Wilhelm Kettler (20 June 1574 - 7 April 1640) was the Duke of Courland, a Baltic German region in today's Latvia. He ruled the western Courland portion of the Duchy of Courland and Semigallia, while his brother Friedrich ruled the eastern Semigallia portion.

== Life and family ==
Born in Mitau in 1574, Wilhelm Kettler was the youngest son of Gotthard Kettler and his wife, Anna of Mecklenburg. After their father's death in 1587, Friedrich inherited the title of Duke of Courland and Semigallia, but economic control was split between Wilhelm and Friedrich. The brothers divided the duchy between themselves, and Wilhelm ruled the Courland portion, with the seat in Kuldīga. From 1590 Wilhelm studied in University of Rostock.

In 1609, William married Princess Sophia of Brandenburg-Prussia, daughter of Albert Frederick, Duke of Prussia, receiving as a dowry the territory of Grobiņa.

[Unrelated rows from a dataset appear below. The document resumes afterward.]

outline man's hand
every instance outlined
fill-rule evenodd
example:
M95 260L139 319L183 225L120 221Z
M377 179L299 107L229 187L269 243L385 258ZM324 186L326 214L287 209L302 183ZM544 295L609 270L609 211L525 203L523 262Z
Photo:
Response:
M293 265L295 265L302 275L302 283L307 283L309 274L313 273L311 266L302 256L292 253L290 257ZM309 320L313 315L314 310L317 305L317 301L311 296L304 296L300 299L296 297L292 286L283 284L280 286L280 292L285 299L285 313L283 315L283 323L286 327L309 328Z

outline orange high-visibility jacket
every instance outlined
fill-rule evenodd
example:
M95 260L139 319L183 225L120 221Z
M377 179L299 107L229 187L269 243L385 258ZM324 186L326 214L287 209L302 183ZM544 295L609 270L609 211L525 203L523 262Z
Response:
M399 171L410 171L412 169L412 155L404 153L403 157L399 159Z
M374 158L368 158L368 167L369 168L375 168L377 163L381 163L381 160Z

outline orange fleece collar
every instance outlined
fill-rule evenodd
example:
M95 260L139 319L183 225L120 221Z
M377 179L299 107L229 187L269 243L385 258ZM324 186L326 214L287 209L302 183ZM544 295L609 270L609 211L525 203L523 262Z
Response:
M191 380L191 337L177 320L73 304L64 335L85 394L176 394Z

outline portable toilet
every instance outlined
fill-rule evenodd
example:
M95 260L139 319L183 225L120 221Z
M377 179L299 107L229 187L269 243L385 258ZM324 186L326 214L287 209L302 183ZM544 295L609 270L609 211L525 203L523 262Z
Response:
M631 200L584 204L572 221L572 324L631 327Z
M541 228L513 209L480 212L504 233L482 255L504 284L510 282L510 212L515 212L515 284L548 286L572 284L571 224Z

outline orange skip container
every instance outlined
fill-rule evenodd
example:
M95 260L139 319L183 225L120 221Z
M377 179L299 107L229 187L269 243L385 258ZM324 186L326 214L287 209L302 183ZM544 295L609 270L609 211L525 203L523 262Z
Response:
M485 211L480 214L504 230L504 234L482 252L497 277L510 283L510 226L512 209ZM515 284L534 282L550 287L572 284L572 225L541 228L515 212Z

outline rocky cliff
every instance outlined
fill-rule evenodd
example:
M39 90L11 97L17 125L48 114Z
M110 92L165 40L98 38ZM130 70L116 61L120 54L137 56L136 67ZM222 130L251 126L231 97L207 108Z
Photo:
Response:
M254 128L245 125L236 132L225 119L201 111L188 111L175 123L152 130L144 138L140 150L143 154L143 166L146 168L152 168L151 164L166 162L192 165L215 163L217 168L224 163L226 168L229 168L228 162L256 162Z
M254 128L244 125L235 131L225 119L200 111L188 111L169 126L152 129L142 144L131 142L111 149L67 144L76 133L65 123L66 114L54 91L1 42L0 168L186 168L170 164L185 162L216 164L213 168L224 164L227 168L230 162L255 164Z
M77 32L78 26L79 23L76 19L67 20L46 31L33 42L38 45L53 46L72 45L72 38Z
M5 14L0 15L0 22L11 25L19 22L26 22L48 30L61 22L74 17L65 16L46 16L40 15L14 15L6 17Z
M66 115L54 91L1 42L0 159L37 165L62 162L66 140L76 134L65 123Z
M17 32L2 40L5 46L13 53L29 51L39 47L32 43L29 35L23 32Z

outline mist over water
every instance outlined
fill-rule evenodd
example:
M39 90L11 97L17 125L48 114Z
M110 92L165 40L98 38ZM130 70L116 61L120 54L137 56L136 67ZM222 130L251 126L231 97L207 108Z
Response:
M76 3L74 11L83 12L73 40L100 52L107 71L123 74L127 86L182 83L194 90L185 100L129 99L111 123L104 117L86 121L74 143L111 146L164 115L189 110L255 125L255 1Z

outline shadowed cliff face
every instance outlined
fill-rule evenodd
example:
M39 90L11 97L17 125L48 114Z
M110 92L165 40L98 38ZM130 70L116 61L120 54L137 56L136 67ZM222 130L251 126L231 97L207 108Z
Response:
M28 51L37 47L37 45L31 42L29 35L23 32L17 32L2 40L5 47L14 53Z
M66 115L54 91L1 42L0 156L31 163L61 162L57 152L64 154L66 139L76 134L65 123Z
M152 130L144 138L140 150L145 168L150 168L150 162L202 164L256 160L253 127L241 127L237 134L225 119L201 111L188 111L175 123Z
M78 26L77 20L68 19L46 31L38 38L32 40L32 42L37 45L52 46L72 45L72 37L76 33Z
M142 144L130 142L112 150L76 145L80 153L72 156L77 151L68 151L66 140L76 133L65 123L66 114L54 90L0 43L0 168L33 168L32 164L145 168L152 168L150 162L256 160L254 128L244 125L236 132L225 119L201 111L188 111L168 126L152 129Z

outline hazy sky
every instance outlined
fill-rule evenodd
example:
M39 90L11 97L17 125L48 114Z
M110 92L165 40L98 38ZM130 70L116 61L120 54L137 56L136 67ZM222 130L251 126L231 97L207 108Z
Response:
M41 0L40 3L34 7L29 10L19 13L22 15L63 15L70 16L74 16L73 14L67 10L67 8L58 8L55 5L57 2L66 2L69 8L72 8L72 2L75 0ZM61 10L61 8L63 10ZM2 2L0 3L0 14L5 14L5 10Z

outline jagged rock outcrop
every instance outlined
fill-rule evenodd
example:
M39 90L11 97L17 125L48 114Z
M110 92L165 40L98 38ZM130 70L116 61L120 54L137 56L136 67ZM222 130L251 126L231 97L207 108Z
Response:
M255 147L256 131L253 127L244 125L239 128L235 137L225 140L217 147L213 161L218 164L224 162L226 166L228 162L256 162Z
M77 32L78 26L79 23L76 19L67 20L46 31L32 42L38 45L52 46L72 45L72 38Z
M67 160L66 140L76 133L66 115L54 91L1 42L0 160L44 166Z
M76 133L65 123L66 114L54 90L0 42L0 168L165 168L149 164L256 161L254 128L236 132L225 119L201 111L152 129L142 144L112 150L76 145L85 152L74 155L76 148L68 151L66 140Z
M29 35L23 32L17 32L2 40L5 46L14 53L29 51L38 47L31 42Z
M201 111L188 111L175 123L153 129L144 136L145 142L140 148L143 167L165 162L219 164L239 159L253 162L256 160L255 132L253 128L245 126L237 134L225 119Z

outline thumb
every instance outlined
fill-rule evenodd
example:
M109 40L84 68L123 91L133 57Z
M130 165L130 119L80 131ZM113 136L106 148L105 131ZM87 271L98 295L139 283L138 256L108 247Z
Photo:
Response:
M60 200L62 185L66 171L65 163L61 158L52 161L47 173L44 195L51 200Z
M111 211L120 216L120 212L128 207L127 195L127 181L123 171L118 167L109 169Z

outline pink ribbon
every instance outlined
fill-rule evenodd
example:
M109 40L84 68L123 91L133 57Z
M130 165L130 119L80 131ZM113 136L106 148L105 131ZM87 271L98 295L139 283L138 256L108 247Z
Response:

In 1613 Wilhelm hosted Duke of Pomerania Philip Julius in his castle at Kuldīga. In 1615 Wilhelm ordered two of his most strongest opponents, the brothers Magnuss and Gothard von Nolde, to be killed. This caused outrage among nobility. As a result in 1617, a Regional assembly (Landtag) was summoned in Skrunda Castle. Wilhelm Kettler was stripped of his title and banished from the duchy.

Wilhelm Kettler emigrated in 1617. Thereafter, his brother Friedrich became the sole ruler of the duchy.

Wilhelm traveled to Pomerania where he swore allegiance to King of Sweden Gustav II Adolph. He died in the Kucklow abbey in Pomerania on 7 April 1640. His son, Jacob Kettler, succeeded Friedrich as Duke of Courland and Semigallia in 1642.

Wilhelm's remains were returned to Courland in 1642, and he was interred in the ducal tomb on 23 February 1643.